Shortly after 5 p.m., Calhoun was returned to the ground again after nearly 124 years.

Erasures historic and contemporary

We know little more about the workers who raised the Calhoun monument in 1896 to replace an earlier monument to the man that was derided on aesthetic grounds. The historic records are spare. They were employed by an Irish-born contractor, Daniel A. J. Sullivan, a carpenter by trade who became a prominent builder in Charleston after the Civil War. He was active in the local Democratic Party and served in the state legislature.

The kind of work required for the Calhoun project relied heavily on large crews of carpenters, masons, draymen and teamsters, and general laborers. Data compiled by historian Bernard Powers indicates that African American workers at the time constituted 76% of Charleston's carpenters, 85% of its brick and stone masons, 90% of its draymen, and 87% of its laborers.

Maybe the best clue as to the race of the workforce comes to us from a Feb. 15, 1896, news item published in the Charleston Evening Post that mentions "the working men who are engaged on the Calhoun Monument." Using racist vernacular, the author surmised that the they were likely amused by the discarded earlier statues of "Mr. Calhoun and 'ee wife," referring to the bronze woman who symbolized "justice" on the monument.
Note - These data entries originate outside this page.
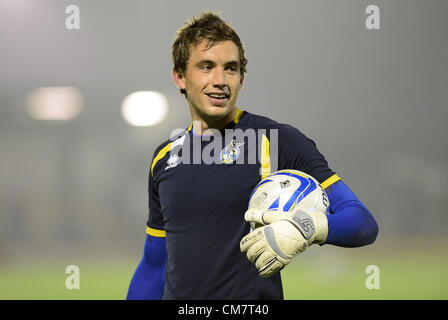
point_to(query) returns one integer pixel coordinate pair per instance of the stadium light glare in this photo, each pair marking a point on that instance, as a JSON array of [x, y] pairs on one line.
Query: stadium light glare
[[144, 108], [54, 103]]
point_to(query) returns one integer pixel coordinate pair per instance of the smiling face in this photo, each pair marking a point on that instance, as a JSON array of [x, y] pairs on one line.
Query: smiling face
[[212, 80]]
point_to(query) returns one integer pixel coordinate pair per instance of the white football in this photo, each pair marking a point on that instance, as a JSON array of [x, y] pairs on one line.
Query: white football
[[283, 190]]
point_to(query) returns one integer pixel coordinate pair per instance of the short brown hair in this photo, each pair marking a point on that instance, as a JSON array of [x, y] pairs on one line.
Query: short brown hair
[[209, 26]]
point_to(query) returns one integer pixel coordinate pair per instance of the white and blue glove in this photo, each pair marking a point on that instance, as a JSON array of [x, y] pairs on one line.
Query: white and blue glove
[[282, 236]]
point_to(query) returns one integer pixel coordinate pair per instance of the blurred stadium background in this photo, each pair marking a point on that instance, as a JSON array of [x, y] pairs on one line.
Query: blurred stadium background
[[73, 173]]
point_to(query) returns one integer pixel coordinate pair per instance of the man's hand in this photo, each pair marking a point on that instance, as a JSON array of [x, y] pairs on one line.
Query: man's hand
[[283, 236]]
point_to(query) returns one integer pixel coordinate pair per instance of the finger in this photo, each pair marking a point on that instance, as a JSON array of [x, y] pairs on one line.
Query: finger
[[254, 215], [256, 250], [250, 239], [268, 217], [263, 260], [271, 268]]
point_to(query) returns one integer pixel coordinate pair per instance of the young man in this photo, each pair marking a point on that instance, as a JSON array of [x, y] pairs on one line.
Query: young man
[[198, 243]]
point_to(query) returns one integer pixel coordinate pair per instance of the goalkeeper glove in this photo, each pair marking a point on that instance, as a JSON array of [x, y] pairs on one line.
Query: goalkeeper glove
[[283, 236]]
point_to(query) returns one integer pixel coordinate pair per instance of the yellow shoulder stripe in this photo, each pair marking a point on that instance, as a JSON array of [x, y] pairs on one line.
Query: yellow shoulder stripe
[[265, 157], [238, 115], [160, 155], [156, 232], [334, 178]]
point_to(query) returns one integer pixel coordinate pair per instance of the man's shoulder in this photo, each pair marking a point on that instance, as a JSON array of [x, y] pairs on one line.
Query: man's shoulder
[[256, 121]]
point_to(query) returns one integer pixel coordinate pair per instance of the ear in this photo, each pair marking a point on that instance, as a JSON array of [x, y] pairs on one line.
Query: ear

The vanishing of black workers from the historical record is a familiar challenge for scholars of African American history and genealogists. Their absence from the Charleston work crew in 2020 is inexcusable and points to contradictions that define our political moment. Symbols of racism, including statues, flags, and place names are being scrutinized and dispatched by businesses, colleges, and government institutions, from NASCAR to the U.S. House of Representatives. Institutional leaders like the Spanish-born CEO of PepsiCo, Ramon Laguarta, have taken steps to rebrand their companies and their products, and have pledged resources to "help dismantle the systemic racial barriers that for generations have blocked social and economic progress for Black people in this country."

Black victories in the areas of police reform, voting rights, jobs, wages, and health care — the scaffolding of systemic racism — will be more elusive. Nevertheless, as Ajamu Dillahunt, a member of the Southern Workers Assembly steering committee and a former local president of the American Postal Workers Union, has observed, the "interrelated pandemics" have created new organizing opportunities. The crises have highlighted "the fact that all workers are essential to capitalism not just during a crisis, but every day," he noted, and have given rise to a bolder willingness of young people and workers to take action to realize their demands.

The removal of racist symbols represents our judgment on the past, but the standard by which we will be judged is higher, according to the Rev. William Barber, the national co-chair of the Poor People's Campaign: A National Call for a Moral Revival. "There certainly is a place for the statues to come down," Barber recently told The News and Observer of Raleigh, North Carolina. "But we have got to change the statutes."